In a lengthy review of Orlando Furioso: A New Verse Translation, critic Steve Baker writes admiringly that
David R. Slavitt has been playing fast and loose with the literary classics since the early 70s when he brought us free adaptations of the Eclogues and Georgics of Virgil, both of which present the original masterworks as filtered through – to put it in his words – the "radically improvisational" lens of the translator. In fact, Slavitt openly refers to these early works not as translations per se, but rather as "verse essays", in which he riffs playfully on the original texts. As renderings into English of Virgil's Latin, his translations of both the Eclogues and the Georgics represent an act of reading, a lively engagement with the original poems, as he transposes them from the distant and antique to the conversational and everyday. They do more to escort us through a reading of the poems than they do to present us with the original texts to read on our own. Shot through with the translator's commentary, dominated by paraphrase and dressed with satirical discussions of the propositional content of the originals, Slavitt's creations are not translations in any traditional sense.

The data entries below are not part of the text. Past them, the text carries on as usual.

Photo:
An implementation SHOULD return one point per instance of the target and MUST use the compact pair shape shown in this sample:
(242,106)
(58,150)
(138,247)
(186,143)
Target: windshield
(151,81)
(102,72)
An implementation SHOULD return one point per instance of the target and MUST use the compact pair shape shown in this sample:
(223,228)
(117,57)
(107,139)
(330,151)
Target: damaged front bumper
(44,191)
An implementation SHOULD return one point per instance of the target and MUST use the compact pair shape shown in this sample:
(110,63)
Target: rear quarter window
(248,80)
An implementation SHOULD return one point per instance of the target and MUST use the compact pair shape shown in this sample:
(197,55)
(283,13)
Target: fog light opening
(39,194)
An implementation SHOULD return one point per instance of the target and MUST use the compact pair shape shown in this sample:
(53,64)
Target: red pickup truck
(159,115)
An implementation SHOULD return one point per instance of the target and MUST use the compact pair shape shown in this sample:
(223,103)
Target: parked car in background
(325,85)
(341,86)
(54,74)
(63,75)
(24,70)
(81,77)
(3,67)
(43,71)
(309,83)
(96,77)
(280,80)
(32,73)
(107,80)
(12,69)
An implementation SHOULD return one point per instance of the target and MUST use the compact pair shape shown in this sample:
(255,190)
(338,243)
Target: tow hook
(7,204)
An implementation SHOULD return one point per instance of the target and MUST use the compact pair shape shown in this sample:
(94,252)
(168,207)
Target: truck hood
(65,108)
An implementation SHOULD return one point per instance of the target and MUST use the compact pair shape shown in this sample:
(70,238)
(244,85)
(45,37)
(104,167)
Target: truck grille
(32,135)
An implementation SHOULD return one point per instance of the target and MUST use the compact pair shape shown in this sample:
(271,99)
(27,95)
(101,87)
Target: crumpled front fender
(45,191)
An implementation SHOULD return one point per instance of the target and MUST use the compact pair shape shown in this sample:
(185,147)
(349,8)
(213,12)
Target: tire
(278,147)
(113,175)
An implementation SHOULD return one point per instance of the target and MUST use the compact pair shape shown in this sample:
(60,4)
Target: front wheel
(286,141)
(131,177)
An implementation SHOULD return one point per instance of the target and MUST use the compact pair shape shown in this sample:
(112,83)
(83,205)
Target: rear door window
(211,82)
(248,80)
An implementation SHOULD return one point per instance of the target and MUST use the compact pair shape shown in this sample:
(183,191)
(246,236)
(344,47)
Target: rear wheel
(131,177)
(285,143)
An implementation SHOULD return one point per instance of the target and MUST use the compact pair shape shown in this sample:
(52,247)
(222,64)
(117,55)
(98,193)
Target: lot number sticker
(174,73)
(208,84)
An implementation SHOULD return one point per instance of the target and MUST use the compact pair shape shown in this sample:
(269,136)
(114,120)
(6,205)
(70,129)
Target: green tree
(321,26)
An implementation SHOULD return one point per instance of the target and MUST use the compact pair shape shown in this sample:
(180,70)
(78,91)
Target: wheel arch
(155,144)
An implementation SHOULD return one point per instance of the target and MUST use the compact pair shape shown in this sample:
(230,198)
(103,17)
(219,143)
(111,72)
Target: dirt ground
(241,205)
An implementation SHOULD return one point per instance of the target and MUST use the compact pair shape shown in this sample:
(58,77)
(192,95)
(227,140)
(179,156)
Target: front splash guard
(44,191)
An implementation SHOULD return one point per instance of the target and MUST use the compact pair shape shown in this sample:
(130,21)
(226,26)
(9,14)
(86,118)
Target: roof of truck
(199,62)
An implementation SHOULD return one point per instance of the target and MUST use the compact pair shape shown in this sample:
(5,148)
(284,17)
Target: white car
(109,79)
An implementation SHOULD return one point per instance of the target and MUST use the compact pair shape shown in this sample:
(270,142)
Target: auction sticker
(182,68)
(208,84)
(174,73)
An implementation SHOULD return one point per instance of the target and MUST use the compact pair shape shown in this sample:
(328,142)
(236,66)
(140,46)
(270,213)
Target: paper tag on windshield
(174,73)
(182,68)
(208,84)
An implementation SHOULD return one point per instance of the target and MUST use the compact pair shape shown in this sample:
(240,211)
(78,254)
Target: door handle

In bringing the uninitiated into uniquely colloquial contact with these timeless classics, they do, however, actually amount to pleasantly entertaining romps with the bucolic Virgil."[53]
The Cliff (1994), Slavitt's novel about an impostor (one John Smith pretending to be another, more revered professor of the same name) at a literary retreat in Italy, received praise from many quarters. Publishers Weekly's reviewer wrote, "Smith's witty and playful narration entertains despite some conveniences in the plot. It is his attempt to retain a sense of basic human dignity, however - his desire to prove that he is not 'an altogether worthless person' - that lies at the heart of the novel and invests it with meaning and resonance."[54] Georgia Jones-Davis, writing for the Los Angeles Times, speculated that "Slavitt is not so much telling a story as using his narrative to spoof everything he's probably come across in his distinguished and, let's face it, long academic career." Although Jones-Davis confusedly thought The Cliff "too self-consciously satirical to pass as a real novel," she found much to praise: "There are some wondrously funny moments. Our brilliant, moody, schlemiel of a narrator, a guy who can't even make his rent, is highly critical of the food served at this historic villa. ... The narrator's sincere attempts to reconcile with his alienated daughter are touching and not at all sentimental. The highlight of the book must be the narrator's scathing letter to the manager about the villa's terrible service and dismissive treatment of its guests."[55] Magill Book Reviews wrote, "Slavitt's fiftieth book offers a satiric look at the cosseted world of creative and scholarly retreats, their beneficiaries, staffs, and administrators, as well as creative and academic life more generally."[56]